There are a few options:
- A CSP can contractually commit to comply with ISO 27018. This will show a commitment to comply but it does not demonstrate compliance.
- A CSP can consider third party certification against ISO 27018. This can currently only be done through a ISO 27001 certification that incorporates, as part of the controls that the CSP is being certified against, the controls in ISO 27018.
- A CSP can do a compliance self-audit against ISO 27018. There are also good arguments that a self-audit by a provider under ISO 27018 is accepted as proof of compliance with technical and organisational measures (as required, for example, under EU law for data processing agreements).
- Certification against a standard that includes ISO 27018. In November 2013, the Infocomm Development Authority of Singapore (IDA) launched a Multi-Tiered Cloud Security Standard (MTCS) in order to encourage CSPs to implement strong risk management and security practices through certification. This standard is currently being updated by the IDA. It would be sensible (and beneficial to customers and CSPs) if the IDA included by reference ISO 27018 or included equivalent requirements in any revised MTCS. This would mean that a CSP that is MTCS certified, would also be ISO 27018 certified.
Conclusion
There is no silver bullet to ensure overall compliance with an organisation’s obligations under privacy laws. However, in relation to cloud solutions, ISO 27018 is a welcome step towards ensuring that such cloud solutions are compliant with relevant privacy law obligations, including those in Singapore’s PDPA, and thereby further boosting customer confidence in cloud solutions.
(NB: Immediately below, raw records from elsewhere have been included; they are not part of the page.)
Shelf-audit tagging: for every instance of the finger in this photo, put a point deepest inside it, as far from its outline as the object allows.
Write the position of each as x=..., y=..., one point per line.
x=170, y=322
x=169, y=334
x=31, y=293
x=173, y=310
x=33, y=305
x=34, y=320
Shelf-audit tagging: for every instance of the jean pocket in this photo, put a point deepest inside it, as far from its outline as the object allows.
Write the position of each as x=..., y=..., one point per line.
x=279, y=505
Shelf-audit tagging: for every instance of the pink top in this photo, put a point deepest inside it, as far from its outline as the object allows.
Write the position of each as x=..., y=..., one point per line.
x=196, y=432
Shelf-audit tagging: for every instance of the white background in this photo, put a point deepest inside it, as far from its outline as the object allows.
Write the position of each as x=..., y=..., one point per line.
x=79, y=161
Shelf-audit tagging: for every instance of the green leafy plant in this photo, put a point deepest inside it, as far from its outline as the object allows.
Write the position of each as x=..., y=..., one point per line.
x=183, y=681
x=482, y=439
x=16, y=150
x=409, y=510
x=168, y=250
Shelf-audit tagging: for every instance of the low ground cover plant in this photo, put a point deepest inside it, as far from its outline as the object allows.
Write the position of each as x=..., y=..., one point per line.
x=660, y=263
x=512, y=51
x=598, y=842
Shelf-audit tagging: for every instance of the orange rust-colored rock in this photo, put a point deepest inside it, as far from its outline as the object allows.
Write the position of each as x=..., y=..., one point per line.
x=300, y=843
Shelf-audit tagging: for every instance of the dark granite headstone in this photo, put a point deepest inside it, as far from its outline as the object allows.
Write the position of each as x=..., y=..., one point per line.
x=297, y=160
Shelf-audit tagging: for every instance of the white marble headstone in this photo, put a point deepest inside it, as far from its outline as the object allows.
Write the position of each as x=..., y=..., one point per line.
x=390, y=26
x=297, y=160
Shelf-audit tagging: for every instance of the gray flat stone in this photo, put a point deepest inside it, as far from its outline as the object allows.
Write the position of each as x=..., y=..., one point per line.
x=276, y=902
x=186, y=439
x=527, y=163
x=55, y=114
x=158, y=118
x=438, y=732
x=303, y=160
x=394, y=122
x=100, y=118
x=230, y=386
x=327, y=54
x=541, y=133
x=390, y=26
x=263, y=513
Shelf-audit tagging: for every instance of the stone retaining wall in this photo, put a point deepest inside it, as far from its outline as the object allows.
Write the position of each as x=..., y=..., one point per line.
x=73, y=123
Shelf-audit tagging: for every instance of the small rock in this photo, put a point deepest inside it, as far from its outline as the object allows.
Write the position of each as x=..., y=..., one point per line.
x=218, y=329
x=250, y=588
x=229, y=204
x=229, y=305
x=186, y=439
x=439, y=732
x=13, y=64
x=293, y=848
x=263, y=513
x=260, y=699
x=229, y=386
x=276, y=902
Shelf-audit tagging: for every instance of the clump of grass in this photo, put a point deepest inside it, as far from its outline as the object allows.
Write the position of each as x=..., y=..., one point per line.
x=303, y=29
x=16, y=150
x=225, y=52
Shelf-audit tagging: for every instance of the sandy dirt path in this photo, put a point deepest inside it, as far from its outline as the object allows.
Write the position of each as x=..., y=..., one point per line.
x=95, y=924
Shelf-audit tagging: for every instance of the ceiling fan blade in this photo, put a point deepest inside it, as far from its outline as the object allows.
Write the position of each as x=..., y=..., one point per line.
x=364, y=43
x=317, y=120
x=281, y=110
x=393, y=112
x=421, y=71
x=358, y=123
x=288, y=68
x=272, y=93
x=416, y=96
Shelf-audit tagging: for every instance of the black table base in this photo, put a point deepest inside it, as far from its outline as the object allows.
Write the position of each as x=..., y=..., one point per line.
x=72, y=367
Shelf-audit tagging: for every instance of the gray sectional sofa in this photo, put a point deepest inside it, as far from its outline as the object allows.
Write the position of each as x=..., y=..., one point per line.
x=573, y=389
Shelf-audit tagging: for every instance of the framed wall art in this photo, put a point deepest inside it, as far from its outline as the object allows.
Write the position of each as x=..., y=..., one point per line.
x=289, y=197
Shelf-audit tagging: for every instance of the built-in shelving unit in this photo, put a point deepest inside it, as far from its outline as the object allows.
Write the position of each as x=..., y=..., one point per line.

Customers should check that their CSPs (existing or potential) comply with ISO 27018. This will help customers to be confident that the cloud solutions (existing or potential) comply with the relevant obligations under the PDPA (or the relevant laws in other countries). CSPs should demonstrate compliance with ISO 27018 in order to be confident that their cloud solutions will help their customers to comply with the relevant obligations under the PDPA (or the relevant laws in other countries).
where does this leave 27001/2 then. IF a CSP is still using 27002 does that mean they are not providing adequate security in terms of data privacy?